LOS ANGELES ( — The chief executive for AEG Live told jurors on Wednesday Michael Jackson was "forceful" and "determined" as he prepared for his comeback concert series.

AEG lawyers continued their questioning of the company's CEO Randy Phillips, who took the stand for a sixth day to testify in the ongoing wrongful death trial spurred by matriarch Katherine Jackson's lawsuit against the firm.

"He's been presented as a drug addled 5-year-old and that is not the man I dealt with. The man I dealt with was forceful. Kind, but determined... and a force, he was a force," Philips said.

"Did you like him?" AEG attorney Marvin Putnam later asked.

"A lot," Phillips replied.

CBS2′s Randy Paige reports Phillips testified Michael Jackson told him he wanted to get back to work so that he could provide his three young children with a permanent home.

"I felt incredibly bad that this incredible star was at this point where he couldn't buy a house with all the money he made," Phillips said.

He testified that Jackson broke into tears at one point when discussing the matter.

"I cried also," Phillips said. "It was an emotional meeting."

Phillips later spoke about the hours leading up to the news conference announcing Jackson's planned This Is It concert series in March 2009.

He testified how he found Michael Jackson despondent in his hotel room with an empty bottle of alcohol saying he was concerned that no fans would be waiting for him at the news conference and that people didn't care about him anymore.

"I explained you're quite wrong, you've got over 3,000 adoring fans (waiting)... and every major press organization... Trust me people want to see you," Phillips said.
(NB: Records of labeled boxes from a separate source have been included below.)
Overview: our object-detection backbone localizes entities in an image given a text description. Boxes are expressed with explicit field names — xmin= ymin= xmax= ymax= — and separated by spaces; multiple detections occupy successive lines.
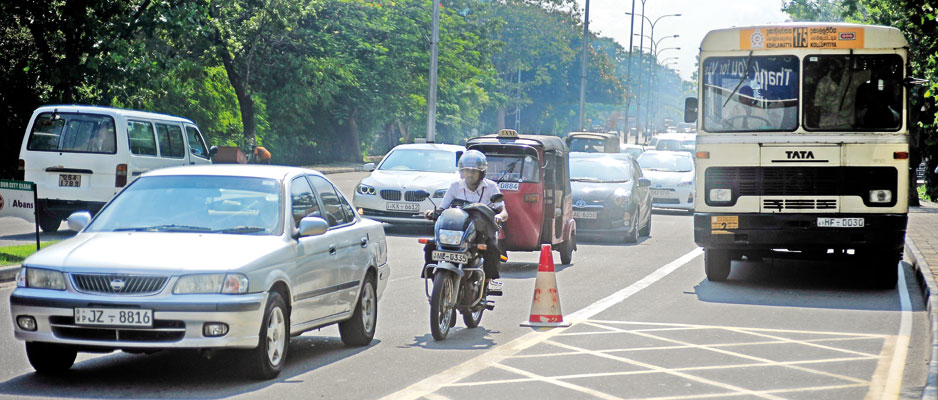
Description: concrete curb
xmin=0 ymin=264 xmax=20 ymax=282
xmin=905 ymin=236 xmax=938 ymax=400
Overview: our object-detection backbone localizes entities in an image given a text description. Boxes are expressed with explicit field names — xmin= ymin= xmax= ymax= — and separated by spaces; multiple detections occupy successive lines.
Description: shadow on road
xmin=0 ymin=336 xmax=380 ymax=399
xmin=685 ymin=259 xmax=921 ymax=311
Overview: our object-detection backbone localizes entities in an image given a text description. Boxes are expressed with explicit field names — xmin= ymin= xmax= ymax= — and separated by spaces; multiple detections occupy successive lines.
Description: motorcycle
xmin=417 ymin=191 xmax=504 ymax=340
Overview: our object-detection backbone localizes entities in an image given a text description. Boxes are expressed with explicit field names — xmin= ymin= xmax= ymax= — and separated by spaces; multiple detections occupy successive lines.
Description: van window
xmin=186 ymin=126 xmax=208 ymax=158
xmin=26 ymin=113 xmax=117 ymax=154
xmin=127 ymin=121 xmax=156 ymax=156
xmin=156 ymin=124 xmax=186 ymax=158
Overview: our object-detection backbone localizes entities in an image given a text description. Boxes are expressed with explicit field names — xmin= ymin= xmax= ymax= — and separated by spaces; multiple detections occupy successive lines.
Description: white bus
xmin=685 ymin=23 xmax=912 ymax=288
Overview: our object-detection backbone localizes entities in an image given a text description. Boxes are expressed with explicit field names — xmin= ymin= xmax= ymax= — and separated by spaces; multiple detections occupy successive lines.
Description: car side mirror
xmin=684 ymin=97 xmax=697 ymax=123
xmin=299 ymin=217 xmax=329 ymax=237
xmin=68 ymin=211 xmax=91 ymax=232
xmin=414 ymin=190 xmax=430 ymax=201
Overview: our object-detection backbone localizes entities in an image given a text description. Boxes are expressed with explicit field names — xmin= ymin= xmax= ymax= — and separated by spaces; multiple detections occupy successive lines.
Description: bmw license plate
xmin=75 ymin=308 xmax=153 ymax=328
xmin=59 ymin=174 xmax=81 ymax=187
xmin=431 ymin=251 xmax=469 ymax=264
xmin=385 ymin=203 xmax=420 ymax=212
xmin=817 ymin=217 xmax=866 ymax=228
xmin=573 ymin=211 xmax=599 ymax=219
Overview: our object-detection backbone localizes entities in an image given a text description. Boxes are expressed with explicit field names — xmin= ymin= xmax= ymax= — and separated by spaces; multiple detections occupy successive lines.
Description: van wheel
xmin=704 ymin=249 xmax=732 ymax=282
xmin=339 ymin=274 xmax=378 ymax=346
xmin=26 ymin=342 xmax=78 ymax=375
xmin=39 ymin=213 xmax=62 ymax=233
xmin=243 ymin=292 xmax=290 ymax=380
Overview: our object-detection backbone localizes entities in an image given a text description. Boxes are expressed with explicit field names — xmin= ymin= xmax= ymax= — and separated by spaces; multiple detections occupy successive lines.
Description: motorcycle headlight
xmin=355 ymin=183 xmax=376 ymax=196
xmin=16 ymin=267 xmax=65 ymax=290
xmin=173 ymin=274 xmax=248 ymax=294
xmin=439 ymin=229 xmax=463 ymax=245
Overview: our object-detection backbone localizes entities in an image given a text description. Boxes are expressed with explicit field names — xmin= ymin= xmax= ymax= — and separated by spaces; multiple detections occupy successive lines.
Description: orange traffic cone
xmin=521 ymin=244 xmax=570 ymax=327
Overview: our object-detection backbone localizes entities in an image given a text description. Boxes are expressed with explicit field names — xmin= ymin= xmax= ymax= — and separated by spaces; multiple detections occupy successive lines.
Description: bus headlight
xmin=870 ymin=189 xmax=892 ymax=203
xmin=710 ymin=189 xmax=733 ymax=203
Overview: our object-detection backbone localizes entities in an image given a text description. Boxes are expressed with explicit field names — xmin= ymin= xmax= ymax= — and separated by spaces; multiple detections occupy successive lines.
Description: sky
xmin=577 ymin=0 xmax=790 ymax=80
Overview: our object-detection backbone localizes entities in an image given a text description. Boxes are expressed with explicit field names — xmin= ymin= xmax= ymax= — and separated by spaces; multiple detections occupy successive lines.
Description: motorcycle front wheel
xmin=430 ymin=270 xmax=456 ymax=340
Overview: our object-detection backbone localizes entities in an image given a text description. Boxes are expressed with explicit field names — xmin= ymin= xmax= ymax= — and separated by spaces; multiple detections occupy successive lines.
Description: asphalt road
xmin=0 ymin=170 xmax=928 ymax=399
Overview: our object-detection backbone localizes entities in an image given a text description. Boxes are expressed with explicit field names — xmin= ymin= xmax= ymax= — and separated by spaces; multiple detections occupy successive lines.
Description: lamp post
xmin=625 ymin=10 xmax=681 ymax=141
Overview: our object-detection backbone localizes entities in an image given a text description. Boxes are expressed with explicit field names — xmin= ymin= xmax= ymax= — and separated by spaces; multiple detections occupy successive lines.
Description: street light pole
xmin=427 ymin=0 xmax=442 ymax=143
xmin=580 ymin=0 xmax=590 ymax=131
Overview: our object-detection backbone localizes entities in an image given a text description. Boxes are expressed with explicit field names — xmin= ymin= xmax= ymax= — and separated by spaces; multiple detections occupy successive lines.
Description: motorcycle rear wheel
xmin=430 ymin=270 xmax=456 ymax=340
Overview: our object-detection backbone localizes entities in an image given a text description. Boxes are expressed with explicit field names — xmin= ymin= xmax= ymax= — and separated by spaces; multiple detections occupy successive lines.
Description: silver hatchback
xmin=10 ymin=166 xmax=390 ymax=379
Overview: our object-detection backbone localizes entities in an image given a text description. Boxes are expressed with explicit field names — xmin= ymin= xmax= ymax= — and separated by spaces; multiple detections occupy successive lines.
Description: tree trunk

Phillips was questioned by attorneys representing the Jackson family last week.

The family's lead attorney Brian Panish pressed the executive about whether or not he thought Michael Jackson was abusing drugs in the days before his death.

"It's possible at that time he was, I did not know," Phillips said in testimony last Thursday.

The suit filed by the late singer's mother Katherine Jackson alleges AEG executives negligently hired and supervised the doctor who provided Michael Jackson with the fatal dose of the anesthetic propofol that killed him in June 2009 while he was preparing for his comeback concert series.

Jackson's former physician, Conrad Murray, is currently serving a four-year sentence in a L.A. County jail for involuntary manslaughter.